Casos citados — cobertura de imprensa
- Banco Master e Reag: Agência Brasil.
- Fictor: NeoFeed e Seu Dinheiro.
- Naskar: Times Brasil | CNBC.
- EQR Capital e Holding Six: O Bastidor e O Bastidor — decisões judiciais.
Leitura complementar
- Saque bloqueado em plataforma de investimentos: o que fazer quando há indícios de fraude
- Recuperação judicial da Fictor: o que os investidores prejudicados podem fazer
- Caso Naskar 2026: o que o colapso revelou sobre irregularidades no mercado financeiro
- COE: por que tantos investidores têm prejuízo e o que fazer em caso de irregularidades
Síntese
Pirâmides financeiras e estruturas fraudulentas não colapsam por má gestão: colapsam porque o desenho as obriga a colapsar. Enquanto a captação cresce, o pagamento pontual funciona como prova de legitimidade; quando desacelera, o bloqueio de saques é a única saída aritmética. Entre um estágio e outro, o investidor recebe sinais consistentes — promessa fixa acima do mercado, ausência de registro, instrumento contratual atípico, comissão elevada, urgência artificial, reorganização societária.

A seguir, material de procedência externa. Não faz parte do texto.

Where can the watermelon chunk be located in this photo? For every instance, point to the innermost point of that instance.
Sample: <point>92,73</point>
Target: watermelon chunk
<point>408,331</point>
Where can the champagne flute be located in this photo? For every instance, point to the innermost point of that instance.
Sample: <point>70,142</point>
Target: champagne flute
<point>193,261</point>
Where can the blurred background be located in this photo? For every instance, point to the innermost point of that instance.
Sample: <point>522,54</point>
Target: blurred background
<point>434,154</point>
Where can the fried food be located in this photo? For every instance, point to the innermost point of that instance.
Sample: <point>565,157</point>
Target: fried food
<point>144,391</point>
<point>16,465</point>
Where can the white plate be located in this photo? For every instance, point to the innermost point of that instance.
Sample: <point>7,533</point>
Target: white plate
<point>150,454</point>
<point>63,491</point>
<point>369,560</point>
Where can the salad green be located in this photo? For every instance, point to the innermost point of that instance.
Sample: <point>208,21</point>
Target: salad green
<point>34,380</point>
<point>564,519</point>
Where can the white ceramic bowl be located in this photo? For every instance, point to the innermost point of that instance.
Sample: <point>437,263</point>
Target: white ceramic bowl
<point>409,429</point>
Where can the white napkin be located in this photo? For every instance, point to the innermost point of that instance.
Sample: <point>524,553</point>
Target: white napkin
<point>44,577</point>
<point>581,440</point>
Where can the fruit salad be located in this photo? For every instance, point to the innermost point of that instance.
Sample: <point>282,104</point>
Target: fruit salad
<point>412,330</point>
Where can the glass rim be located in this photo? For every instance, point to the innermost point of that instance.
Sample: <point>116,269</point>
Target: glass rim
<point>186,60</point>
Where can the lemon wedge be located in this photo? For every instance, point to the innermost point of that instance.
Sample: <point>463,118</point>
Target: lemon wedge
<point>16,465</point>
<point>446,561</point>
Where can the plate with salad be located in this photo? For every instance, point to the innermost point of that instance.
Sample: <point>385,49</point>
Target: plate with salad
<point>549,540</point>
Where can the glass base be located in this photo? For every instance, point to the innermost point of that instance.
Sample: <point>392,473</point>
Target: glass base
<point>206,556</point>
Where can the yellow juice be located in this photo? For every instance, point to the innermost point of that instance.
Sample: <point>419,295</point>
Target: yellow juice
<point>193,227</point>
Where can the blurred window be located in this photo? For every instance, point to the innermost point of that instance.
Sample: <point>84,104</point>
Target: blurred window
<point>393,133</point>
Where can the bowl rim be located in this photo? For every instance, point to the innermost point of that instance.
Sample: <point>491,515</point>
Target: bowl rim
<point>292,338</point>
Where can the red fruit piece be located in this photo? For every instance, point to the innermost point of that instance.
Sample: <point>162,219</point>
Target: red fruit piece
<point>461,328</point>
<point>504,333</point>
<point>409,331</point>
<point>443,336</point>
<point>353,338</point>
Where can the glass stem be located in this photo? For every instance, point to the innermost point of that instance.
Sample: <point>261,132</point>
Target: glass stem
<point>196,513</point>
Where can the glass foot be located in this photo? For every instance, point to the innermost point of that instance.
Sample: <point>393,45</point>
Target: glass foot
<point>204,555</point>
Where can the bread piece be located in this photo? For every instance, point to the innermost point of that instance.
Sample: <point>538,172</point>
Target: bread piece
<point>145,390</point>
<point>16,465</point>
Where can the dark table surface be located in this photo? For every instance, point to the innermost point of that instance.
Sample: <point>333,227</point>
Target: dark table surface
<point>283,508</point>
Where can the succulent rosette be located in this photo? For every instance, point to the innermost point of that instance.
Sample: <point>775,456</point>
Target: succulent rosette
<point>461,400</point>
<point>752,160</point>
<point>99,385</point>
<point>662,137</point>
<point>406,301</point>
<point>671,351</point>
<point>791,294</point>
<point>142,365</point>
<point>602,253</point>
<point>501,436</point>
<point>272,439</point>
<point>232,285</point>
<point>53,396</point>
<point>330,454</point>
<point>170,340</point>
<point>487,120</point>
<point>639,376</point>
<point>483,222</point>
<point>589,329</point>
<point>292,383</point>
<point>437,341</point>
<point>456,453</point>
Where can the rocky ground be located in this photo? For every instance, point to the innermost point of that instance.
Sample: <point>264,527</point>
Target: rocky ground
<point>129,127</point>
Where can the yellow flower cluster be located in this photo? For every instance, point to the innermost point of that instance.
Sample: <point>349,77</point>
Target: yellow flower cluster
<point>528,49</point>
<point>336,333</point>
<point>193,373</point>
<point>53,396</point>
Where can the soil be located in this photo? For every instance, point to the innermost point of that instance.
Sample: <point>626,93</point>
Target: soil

O momento de maior poder do investidor é anterior ao aporte, e custa dez minutos de consulta a bases públicas gratuitas. Depois do colapso, o que resta é uma disputa por patrimônio rastreável, decidida em grande medida pela velocidade da reação e pela qualidade da prova preservada. Essa é a assimetria prevenção-recuperação: os dois lados da equação não têm o mesmo custo, e quase nunca o mesmo resultado.
Conteúdo estritamente informativo, de caráter educativo. Não constitui oferta de serviços, consulta jurídica nem promessa de resultado. Cada situação exige análise documental individualizada. Casos citados referem-se a fatos noticiados e a decisões em cognição sumária, que não equivalem a condenação definitiva.